2. Select **Privacy & Security**.
3. Tap **Location Services** and ensure it is **On**.
4. Go to **System Services** and confirm **Find My iPhone** and **Significant Locations** are enabled.
5. Return to **Settings** and select **Bluetooth**; ensure Bluetooth is **On**.
6. Open the **Find My app**; tap the **Me** tab.
7. Toggle **Tracking Notifications** to the **On** position.
8. Verify **Airplane Mode** is **Off**.
### Android Unknown Tracker Alerts Setup Procedure (for Android 6.0+):
1. Open **Settings**.
2. Tap **Safety & Emergency**.
3. Locate and select **Unknown Tracker Alerts**.
4. Toggle **Allow Alerts** to the **On** position.
5. To manually scan: Select **Scan Now** within this menu.
## Compliance Alignment
While this primarily addresses personal privacy and device security, related principles align with:
* **NIST CSF (Identify & Protect):** Understanding the threat landscape (Identify) and implementing appropriate protections (Protect) against unauthorized surveillance.
* **ISO 27001 (A.12.1.2 - Operation Procedures and Responsibilities):** Ensuring that devices and systems are operated according to established security procedures designed to prevent unauthorized access or monitoring.

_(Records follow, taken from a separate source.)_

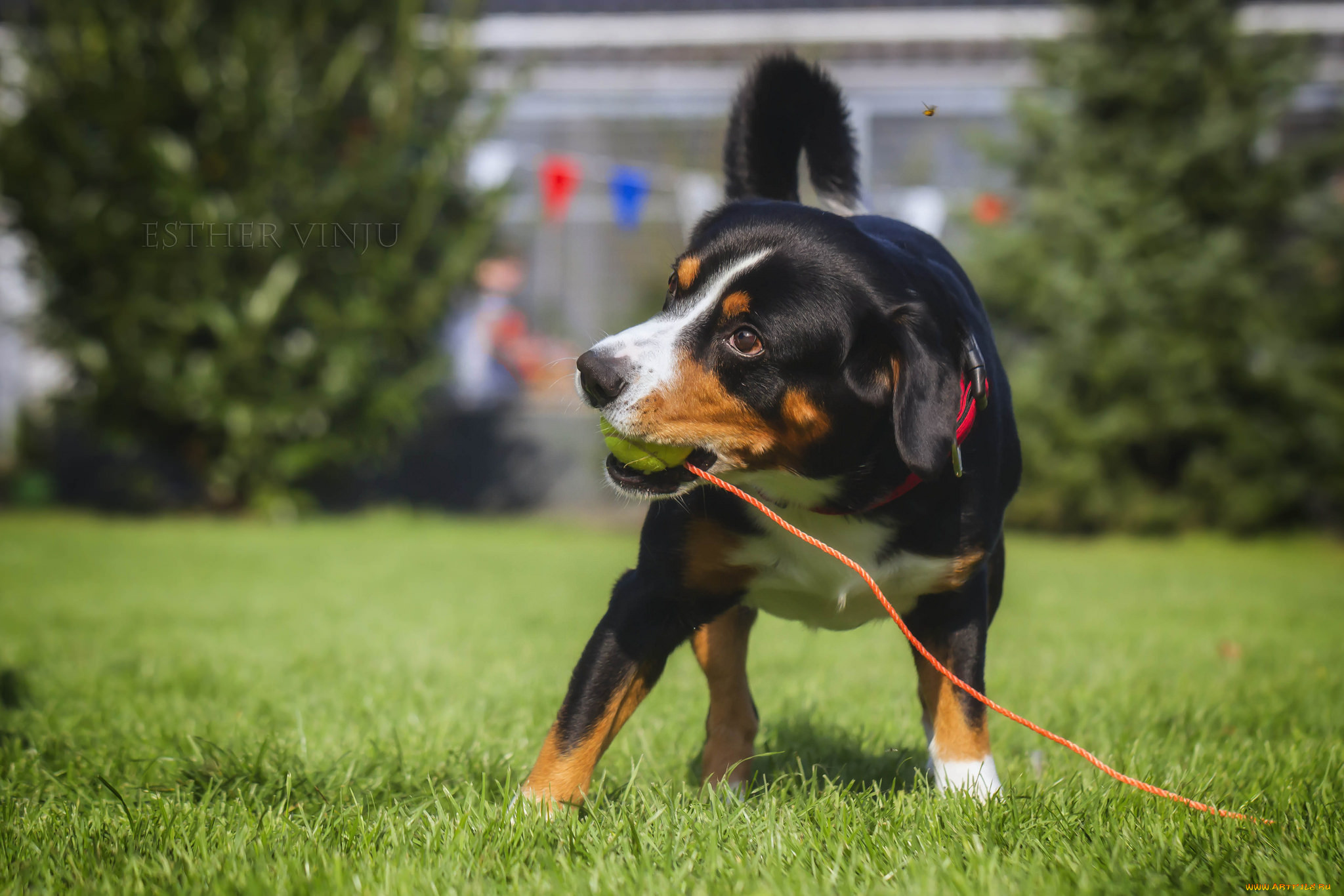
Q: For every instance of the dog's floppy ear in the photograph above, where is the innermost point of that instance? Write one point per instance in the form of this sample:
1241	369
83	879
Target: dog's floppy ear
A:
924	397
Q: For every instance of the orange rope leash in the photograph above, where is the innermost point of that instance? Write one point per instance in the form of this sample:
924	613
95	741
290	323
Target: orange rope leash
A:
946	674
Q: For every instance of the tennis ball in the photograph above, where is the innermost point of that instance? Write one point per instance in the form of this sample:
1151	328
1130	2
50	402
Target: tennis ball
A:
644	457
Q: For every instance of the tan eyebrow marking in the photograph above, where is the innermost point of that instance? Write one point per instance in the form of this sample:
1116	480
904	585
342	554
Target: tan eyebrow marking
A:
736	304
687	269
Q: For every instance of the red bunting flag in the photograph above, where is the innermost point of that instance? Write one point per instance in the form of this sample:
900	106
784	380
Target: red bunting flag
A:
990	209
559	179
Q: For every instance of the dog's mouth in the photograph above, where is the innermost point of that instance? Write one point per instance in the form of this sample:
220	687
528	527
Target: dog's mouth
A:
667	481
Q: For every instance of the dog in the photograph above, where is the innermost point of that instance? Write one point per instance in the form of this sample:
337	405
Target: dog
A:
828	361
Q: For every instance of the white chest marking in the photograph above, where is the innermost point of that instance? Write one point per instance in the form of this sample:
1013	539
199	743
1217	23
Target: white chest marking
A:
796	580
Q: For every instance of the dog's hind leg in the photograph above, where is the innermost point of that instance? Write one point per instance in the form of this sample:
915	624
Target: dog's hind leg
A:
732	723
952	625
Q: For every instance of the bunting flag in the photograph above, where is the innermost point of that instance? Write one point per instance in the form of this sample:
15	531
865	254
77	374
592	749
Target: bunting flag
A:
990	209
629	188
491	164
559	179
696	192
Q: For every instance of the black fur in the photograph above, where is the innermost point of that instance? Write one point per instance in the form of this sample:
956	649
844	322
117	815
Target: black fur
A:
788	106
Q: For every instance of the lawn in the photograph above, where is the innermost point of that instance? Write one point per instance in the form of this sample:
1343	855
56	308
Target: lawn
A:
348	706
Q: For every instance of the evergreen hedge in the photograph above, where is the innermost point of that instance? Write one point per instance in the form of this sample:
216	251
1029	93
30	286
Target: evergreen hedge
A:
249	220
1168	291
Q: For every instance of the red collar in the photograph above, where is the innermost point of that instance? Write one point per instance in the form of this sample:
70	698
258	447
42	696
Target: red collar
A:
965	418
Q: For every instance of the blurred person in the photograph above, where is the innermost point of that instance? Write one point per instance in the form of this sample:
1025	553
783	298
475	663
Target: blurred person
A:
494	355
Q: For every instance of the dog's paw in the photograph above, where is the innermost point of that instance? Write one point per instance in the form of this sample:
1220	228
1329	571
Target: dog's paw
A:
975	777
530	800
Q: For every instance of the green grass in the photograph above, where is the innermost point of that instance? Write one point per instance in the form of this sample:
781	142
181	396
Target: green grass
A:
348	706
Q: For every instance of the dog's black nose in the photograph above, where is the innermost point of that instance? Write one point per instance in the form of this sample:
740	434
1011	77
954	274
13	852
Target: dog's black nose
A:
602	377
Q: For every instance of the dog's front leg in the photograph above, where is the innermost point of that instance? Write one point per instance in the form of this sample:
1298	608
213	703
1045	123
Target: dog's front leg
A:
620	665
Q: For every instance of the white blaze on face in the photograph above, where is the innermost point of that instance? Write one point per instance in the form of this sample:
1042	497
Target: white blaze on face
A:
652	347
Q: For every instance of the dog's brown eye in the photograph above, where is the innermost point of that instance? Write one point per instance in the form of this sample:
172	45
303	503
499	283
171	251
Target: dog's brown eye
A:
746	342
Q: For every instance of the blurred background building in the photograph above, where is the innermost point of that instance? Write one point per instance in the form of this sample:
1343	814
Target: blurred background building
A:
610	87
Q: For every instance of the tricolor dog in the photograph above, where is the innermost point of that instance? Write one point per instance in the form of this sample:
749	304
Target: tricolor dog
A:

## Common Pitfalls to Avoid
* **Ignoring Alerts:** Do not dismiss automatic or manual alerts without performing a physical search, as these are the primary indicators of compromise.
* **Reliance on Old Android OS:** Assuming built-in alerts work on very old Android versions; users must manually install the Tracker Detect app if running Android prior to full native support awareness.
* **Assuming Disconnection Fixes It Permanently:** Simply disconnecting an AirTag (e.g., by moving out of range) does not resolve the issue; the device must be physically disabled (battery removed) if unauthorized tracking is confirmed.
* **Forgetting to Check Other Find My Items:** Alerts can trigger for unknown AirPods or other Find My-enabled accessories, not just AirTags; check configuration settings accordingly.
## Resources
* Apple Tracker Detect App (Google Play Store link provided in article context).
* Device Settings paths described in Configuration Examples (iOS Settings > Privacy & Security/Bluetooth; Android Settings > Safety & Emergency).